En matière d'intégration, nous souhaitons poursuivre les efforts engagés depuis cinq ans. Ceux-ci ont déjà permis de relever le niveau d'exigence pour l'apprentissage linguistique et civique. Dans l'attente du vote du projet de loi relatif à l'immigration, lequel prévoit des mesures fortes pour renforcer l'intégration par le travail et par la langue, le Gouvernement a prévu de renforcer trois mesures d'intégration – la généralisation d'ici la fin de l'année prochaine du programme Agir, programme d'accompagnement global et individualisé des réfugiés vers le logement et l'emploi, déjà déployé dans la moitié des départements, le développement des formations linguistiques à visée professionnelle et la poursuite du renforcement du rendez-vous de santé.

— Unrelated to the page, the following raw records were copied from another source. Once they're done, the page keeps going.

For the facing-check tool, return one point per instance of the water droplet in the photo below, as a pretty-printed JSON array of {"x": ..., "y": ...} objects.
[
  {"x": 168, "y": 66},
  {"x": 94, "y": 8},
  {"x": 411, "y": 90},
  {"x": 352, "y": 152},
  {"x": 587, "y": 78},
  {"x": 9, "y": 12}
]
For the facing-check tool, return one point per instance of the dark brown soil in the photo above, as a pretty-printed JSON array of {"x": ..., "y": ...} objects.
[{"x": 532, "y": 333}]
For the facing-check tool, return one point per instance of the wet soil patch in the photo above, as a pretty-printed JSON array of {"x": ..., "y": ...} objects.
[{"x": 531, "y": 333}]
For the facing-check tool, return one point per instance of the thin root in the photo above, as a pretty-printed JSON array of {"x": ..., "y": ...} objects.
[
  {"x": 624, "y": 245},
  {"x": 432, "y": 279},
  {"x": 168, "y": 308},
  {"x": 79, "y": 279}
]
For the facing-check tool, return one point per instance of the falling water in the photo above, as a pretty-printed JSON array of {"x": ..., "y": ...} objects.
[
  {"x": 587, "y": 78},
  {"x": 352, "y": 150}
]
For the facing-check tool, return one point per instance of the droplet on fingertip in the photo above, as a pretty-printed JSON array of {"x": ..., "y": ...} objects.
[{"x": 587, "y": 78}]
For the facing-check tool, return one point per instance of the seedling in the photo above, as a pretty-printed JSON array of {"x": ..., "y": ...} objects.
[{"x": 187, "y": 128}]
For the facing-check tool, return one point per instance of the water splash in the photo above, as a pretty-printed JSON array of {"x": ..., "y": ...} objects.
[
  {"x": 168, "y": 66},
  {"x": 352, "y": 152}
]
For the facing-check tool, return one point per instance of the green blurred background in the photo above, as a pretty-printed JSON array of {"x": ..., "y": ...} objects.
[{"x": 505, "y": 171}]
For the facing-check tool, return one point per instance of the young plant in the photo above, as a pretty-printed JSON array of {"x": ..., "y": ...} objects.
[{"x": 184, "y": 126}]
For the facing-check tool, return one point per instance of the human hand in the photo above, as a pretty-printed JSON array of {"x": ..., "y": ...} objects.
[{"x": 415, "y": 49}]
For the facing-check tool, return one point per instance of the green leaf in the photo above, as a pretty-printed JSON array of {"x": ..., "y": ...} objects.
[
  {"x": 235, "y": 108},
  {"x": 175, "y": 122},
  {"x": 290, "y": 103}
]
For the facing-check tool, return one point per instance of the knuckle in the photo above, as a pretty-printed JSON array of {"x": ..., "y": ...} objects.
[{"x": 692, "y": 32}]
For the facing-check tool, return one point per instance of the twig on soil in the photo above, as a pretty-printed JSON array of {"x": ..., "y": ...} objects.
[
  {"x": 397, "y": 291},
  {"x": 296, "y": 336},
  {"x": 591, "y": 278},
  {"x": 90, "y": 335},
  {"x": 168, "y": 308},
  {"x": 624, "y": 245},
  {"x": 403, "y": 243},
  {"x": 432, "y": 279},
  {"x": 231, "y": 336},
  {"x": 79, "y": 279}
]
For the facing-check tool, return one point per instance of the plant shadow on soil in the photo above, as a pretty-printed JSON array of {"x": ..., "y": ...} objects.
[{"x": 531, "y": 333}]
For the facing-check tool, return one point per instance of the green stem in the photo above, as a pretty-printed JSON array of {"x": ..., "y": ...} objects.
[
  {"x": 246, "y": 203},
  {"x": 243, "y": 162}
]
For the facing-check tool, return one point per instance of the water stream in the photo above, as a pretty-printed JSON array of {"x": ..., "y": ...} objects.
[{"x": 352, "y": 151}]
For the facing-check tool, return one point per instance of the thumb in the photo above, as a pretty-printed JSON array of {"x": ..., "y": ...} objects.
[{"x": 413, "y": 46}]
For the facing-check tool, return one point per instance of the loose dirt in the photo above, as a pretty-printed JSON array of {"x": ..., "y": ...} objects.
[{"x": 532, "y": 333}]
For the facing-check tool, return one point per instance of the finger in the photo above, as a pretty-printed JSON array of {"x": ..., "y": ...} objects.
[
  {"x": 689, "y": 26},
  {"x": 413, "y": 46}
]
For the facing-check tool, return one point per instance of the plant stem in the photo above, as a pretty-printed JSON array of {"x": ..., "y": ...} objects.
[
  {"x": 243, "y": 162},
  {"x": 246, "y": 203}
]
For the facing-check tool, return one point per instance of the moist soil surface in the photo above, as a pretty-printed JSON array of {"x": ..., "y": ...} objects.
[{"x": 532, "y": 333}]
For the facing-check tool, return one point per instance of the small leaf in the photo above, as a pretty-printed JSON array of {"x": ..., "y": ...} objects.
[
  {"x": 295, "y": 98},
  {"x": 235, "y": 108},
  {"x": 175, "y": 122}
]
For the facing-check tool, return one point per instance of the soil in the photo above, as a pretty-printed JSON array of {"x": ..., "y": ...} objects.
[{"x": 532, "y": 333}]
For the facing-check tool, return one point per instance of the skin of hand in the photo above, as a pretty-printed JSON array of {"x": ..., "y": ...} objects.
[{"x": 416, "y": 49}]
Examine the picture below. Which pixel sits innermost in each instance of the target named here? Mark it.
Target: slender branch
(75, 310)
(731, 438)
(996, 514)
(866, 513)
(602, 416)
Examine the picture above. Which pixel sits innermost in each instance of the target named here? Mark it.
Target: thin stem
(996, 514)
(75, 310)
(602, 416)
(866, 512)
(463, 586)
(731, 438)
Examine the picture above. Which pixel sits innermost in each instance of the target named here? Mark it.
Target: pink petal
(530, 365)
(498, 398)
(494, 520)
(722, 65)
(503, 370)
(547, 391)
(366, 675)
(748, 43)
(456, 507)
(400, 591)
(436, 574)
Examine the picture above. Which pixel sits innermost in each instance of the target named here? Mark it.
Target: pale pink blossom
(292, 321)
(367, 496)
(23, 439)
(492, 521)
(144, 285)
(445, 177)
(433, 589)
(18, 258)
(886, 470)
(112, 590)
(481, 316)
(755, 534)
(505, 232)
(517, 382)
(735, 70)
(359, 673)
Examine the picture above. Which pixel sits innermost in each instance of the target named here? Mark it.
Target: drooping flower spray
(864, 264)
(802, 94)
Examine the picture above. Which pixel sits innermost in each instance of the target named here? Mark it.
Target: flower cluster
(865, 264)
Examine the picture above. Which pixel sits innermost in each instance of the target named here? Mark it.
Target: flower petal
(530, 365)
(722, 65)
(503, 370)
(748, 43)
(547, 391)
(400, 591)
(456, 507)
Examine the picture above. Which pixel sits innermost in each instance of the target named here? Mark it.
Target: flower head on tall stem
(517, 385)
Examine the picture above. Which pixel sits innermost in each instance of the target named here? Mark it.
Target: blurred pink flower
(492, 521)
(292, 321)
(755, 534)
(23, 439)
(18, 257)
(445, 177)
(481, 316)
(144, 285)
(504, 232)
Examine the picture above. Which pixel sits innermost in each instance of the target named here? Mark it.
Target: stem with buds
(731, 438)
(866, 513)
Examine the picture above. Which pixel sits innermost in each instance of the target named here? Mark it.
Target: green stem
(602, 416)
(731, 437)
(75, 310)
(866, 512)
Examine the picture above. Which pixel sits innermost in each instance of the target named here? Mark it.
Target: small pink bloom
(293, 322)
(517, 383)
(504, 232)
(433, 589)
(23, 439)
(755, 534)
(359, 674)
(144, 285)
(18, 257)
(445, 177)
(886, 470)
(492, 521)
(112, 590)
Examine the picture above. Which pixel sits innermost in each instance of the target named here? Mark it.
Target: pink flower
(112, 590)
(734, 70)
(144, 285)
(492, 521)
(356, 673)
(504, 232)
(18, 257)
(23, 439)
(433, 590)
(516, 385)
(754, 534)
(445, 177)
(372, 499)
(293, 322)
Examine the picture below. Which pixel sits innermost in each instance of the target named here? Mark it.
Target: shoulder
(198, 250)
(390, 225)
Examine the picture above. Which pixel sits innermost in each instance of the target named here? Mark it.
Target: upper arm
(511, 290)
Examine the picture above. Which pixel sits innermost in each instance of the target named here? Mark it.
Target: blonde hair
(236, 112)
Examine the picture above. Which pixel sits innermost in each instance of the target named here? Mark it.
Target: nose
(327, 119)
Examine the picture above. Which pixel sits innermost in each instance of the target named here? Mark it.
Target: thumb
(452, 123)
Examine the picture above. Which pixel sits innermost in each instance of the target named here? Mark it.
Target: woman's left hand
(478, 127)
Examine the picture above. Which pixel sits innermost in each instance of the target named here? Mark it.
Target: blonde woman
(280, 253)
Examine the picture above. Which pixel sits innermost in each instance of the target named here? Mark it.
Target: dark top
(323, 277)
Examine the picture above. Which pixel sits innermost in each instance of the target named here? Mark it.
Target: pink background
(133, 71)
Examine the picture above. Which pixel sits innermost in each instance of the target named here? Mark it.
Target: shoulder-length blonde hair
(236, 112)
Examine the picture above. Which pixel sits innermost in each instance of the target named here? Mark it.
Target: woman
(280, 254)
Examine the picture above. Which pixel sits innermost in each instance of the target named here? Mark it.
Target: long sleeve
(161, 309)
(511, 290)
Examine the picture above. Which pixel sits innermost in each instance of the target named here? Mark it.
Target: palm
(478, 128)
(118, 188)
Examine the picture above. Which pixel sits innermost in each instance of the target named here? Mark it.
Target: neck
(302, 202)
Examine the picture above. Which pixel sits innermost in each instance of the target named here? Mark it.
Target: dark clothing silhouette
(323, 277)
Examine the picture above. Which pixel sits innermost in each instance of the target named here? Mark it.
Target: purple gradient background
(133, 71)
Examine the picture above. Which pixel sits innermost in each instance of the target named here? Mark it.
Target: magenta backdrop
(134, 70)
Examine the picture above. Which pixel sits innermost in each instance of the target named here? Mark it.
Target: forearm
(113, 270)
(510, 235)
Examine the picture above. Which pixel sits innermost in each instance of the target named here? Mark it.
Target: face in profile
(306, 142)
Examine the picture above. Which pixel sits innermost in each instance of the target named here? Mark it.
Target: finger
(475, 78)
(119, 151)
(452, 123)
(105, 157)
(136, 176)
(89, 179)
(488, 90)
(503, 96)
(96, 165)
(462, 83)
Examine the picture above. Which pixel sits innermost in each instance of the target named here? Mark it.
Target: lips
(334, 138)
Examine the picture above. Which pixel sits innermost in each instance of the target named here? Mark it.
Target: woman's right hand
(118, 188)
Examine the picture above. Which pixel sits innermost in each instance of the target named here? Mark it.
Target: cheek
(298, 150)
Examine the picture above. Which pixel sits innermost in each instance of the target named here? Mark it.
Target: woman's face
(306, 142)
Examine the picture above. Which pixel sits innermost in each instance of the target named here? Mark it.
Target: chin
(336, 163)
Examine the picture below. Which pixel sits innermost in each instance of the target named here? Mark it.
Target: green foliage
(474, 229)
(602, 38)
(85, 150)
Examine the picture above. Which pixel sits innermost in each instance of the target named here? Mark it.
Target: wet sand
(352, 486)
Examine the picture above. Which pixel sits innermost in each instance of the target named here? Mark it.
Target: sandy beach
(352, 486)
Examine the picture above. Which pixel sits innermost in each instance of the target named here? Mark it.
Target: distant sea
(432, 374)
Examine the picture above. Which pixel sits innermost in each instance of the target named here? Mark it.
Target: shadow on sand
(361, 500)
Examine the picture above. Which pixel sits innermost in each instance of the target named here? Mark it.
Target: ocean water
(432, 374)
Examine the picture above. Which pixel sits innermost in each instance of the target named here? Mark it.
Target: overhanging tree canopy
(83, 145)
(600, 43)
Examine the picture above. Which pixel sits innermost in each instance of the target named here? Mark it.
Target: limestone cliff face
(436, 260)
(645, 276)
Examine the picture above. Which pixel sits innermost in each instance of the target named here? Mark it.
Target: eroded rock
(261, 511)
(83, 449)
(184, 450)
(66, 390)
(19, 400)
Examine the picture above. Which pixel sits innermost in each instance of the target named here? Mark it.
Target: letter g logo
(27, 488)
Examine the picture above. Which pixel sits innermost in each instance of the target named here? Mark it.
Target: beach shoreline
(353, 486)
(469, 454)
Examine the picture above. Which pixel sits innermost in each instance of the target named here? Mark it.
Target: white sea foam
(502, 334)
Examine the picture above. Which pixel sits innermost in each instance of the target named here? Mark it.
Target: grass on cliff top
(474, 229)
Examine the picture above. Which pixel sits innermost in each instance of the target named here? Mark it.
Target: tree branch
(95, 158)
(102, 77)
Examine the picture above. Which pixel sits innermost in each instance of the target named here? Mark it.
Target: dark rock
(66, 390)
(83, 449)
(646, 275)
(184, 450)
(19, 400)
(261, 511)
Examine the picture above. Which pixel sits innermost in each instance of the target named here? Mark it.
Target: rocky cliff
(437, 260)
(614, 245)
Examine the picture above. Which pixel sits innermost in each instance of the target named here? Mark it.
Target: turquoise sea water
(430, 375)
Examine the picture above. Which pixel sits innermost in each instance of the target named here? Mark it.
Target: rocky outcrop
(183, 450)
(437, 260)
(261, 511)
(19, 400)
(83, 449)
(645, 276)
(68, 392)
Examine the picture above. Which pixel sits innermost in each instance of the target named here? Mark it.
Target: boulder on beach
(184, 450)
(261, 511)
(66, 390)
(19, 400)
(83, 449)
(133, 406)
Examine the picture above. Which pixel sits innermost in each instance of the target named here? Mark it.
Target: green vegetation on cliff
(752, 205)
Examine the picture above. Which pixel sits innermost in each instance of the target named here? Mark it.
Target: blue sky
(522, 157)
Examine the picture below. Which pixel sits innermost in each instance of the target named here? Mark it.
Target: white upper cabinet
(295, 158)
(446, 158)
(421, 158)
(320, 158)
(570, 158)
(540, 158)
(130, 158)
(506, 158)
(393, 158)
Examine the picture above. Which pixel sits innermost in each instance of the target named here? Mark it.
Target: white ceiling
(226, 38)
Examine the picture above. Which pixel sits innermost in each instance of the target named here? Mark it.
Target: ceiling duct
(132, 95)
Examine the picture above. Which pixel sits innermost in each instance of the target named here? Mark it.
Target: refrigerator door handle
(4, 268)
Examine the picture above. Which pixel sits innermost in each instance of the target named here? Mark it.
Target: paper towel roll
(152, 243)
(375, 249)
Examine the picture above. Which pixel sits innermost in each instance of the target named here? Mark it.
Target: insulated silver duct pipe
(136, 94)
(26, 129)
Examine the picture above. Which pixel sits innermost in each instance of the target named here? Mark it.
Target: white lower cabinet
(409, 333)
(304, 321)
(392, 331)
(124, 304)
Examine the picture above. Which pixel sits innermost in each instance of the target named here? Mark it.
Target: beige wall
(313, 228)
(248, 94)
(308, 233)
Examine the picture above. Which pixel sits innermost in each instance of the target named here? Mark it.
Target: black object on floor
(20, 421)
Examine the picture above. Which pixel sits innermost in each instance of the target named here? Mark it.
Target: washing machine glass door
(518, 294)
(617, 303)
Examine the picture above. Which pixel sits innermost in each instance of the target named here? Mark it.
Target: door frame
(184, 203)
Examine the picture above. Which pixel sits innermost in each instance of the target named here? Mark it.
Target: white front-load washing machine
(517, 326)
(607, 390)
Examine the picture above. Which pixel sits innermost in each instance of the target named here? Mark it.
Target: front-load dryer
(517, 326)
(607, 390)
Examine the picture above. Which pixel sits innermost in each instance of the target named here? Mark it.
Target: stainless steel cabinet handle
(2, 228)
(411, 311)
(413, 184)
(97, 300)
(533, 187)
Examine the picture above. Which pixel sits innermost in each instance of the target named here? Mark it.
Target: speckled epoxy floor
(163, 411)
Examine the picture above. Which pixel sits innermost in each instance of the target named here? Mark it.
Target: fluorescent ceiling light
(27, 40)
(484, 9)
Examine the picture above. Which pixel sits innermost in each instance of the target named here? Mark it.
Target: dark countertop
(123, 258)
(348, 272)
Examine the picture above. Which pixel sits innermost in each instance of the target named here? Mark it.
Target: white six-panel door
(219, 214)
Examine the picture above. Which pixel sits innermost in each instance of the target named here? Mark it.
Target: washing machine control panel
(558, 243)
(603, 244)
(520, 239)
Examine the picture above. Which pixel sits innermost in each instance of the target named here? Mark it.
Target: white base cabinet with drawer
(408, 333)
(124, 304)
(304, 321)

En matière d'immigration, le dispositif d'aide au retour volontaire (ARV) sera refondu pour être plus incitatif, le montant de l'aide étant rendu dégressif dans le temps pour accélérer le rythme des éloignements. Nous poursuivons aussi l'augmentation de nos capacités de rétention dans le cadre défini par la Lopmi, pour porter à 3 000 le nombre de places en centre de rétention administrative (CRA) d'ici à 2027, soit un doublement du nombre de places qui existaient fin 2017. Par ailleurs, le ministre de l'intérieur et des outre-mer a récemment annoncé l'implantation de dix CRA de plus de 100 places chacun. Les efforts en matière de lutte contre l'immigration clandestine seront rehaussés de 90 millions d'euros, pour atteindre 261 millions. Enfin, nous consacrerons près de 15 millions au renforcement de nos moyens matériels, en procédant à l'achat d'intercepteurs et de moyens de projection, et à la constitution d'un état-major dédié.
L'actualité récente a, encore une fois, montré l'importance de doter la France d'outils et de moyens budgétaires lui permettant de déployer une politique migratoire efficace, pragmatique et humaine. Nous devons donner à l'État, aux préfets et aux services déconcentrés les moyens d'agir le plus efficacement possible. Nous le devons à nos concitoyens, comme à ceux qui demandent à résider en France ou à y trouver refuge. C'est l'objectif du budget que je vous présente. Ce sera aussi celui du projet de loi pour contrôler l'immigration et améliorer l'intégration. Vous pourrez compter sur ma détermination, comme sur celle du ministre, pour œuvrer à cette ambition.